Over the past several years, Chinese authorities have tried to curb debt-fueled speculation in the country’s huge and hot real estate market. In 2020, Beijing cracked down on developers’ heavy reliance on debt for growth.

Debt-ridden Evergrande faltered in late 2021, followed by a few others.

Last year, many people stopped their mortgage payments after delays in receiving the homes they purchased. Most apartments in China are sold before they are completed.

“After watching developers default on their debts and fail to complete housing for other families, few Chinese families are willing to pay in advance for new housing,” Rhodium Group analysts said in a note this week. “With such faltering confidence, the private equity sector is likely to remain a drag on the country’s growth for the rest of the year.”

Analysts noted that new starts in residential construction have fallen for 28 months in a row.

Real estate and related industries account for about a quarter of the Chinese economy.

Redmond Wong, market analyst at Saxo Markets Hong Kong, said Country Garden would find it “extremely difficult, if not impossible” to refinance — and other Chinese developers would struggle to raise money as a result, especially abroad.

He noted that since China launched its deleveraging campaign in 2016, it is unlikely that the state will intervene to bail out real estate developers. “The most likely way for Country Garden or similarly positioned Chinese developers to avoid defaults would be asset sales,” Wong added.

China’s state-owned developers have generally fared better in the latest downturn in the real estate sector.

Country Garden had the worst sales performance so far this year among China’s top 10 real estate developers, with sales declining 39% year-on-year, according to Data published by the E-House Research Institute.

The research showed that Vanke was the only other one of the 10 developers to report a year-over-year decline in sales in the January-July period, down 9%.

See also  Beijing is considering delaying approval of the $69 billion Broadcom-VMware deal

Other names were mostly owned by the state, such as Poly Development, which ranked first with a 10% increase in sales over that period, according to the analysis.

But this had little effect on housing prices in general.

And Nomura noted in a separate report that median existing home prices fell 2% in July from the previous month, worse than the 1.4% decline in June, based on a sample of Beike Research Institute data from 25 large cities.

The July level is 13.4% below the all-time high of two years ago, Nomura’s report said.

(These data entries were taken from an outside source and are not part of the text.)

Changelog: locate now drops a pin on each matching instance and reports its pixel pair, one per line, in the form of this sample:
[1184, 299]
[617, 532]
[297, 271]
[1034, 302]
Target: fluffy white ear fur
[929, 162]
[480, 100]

Read more about China from the CNBC Pro

The seven-day moving average of new home sales as of August 6 is down 49% compared to 2019, according to Nomura. This is worse than the previous week’s drop of 34.4%.

The fortunes of Chinese families were locked up in property much more than in many other countries.

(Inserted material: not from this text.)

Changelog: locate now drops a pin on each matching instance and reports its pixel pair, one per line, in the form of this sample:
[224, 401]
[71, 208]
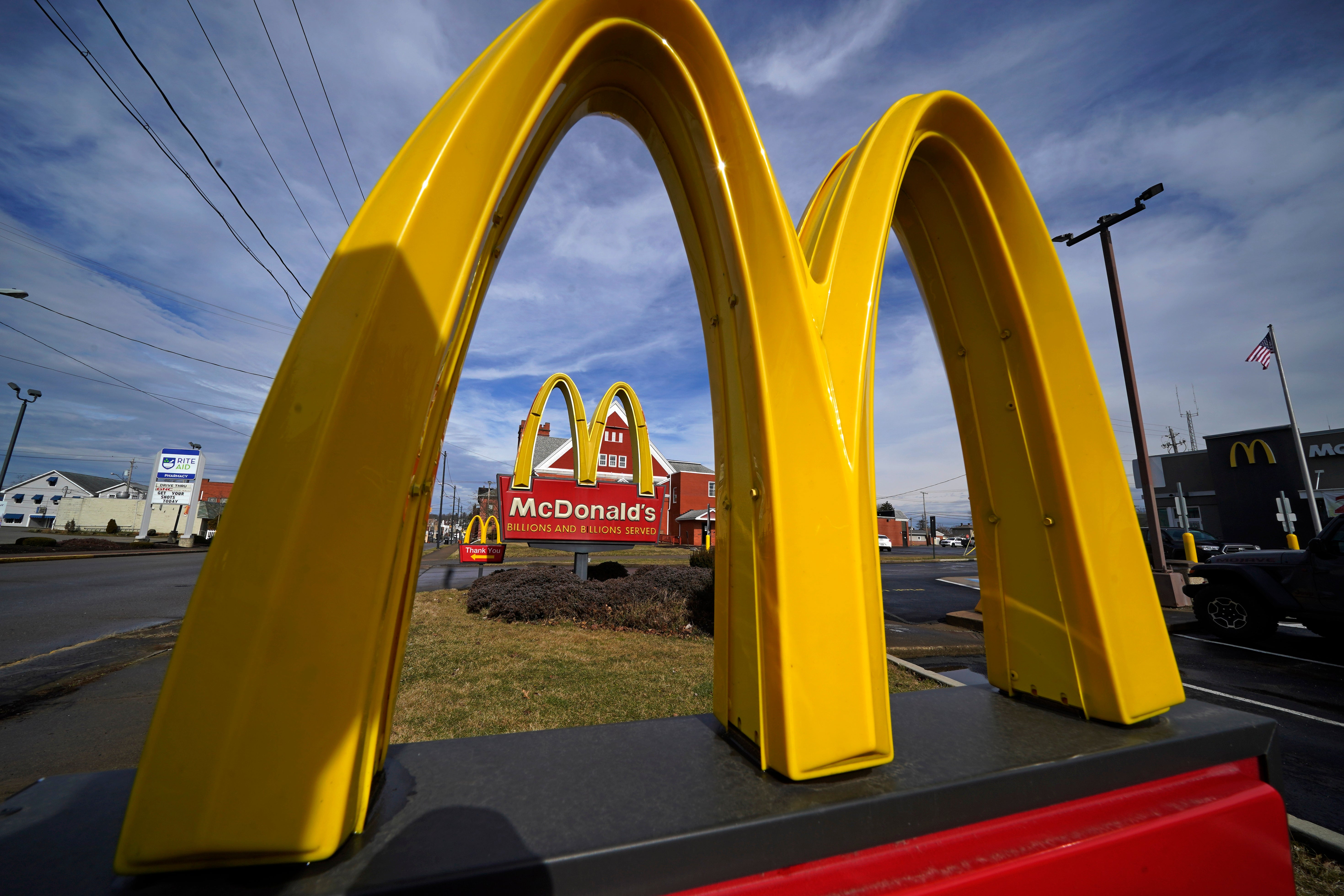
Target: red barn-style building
[689, 503]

And the strict capital controls make it difficult for people in China to invest outside the country, while the domestic financial markets are less mature than those of developed countries.

“Currently, people are re-evaluating what will be a good investment in the future,” Liqian Ren, leader of quantitative investing at WisdomTree, said in an interview last week.

“Since the beginning of last year, people have begun to realize that real estate prices are not going to go up,” Ren said. “I don’t think it’s a lack of trust. For a lot of people they still have money in the bank.”

CNBC’s Hui Jie Lim contributed to this report.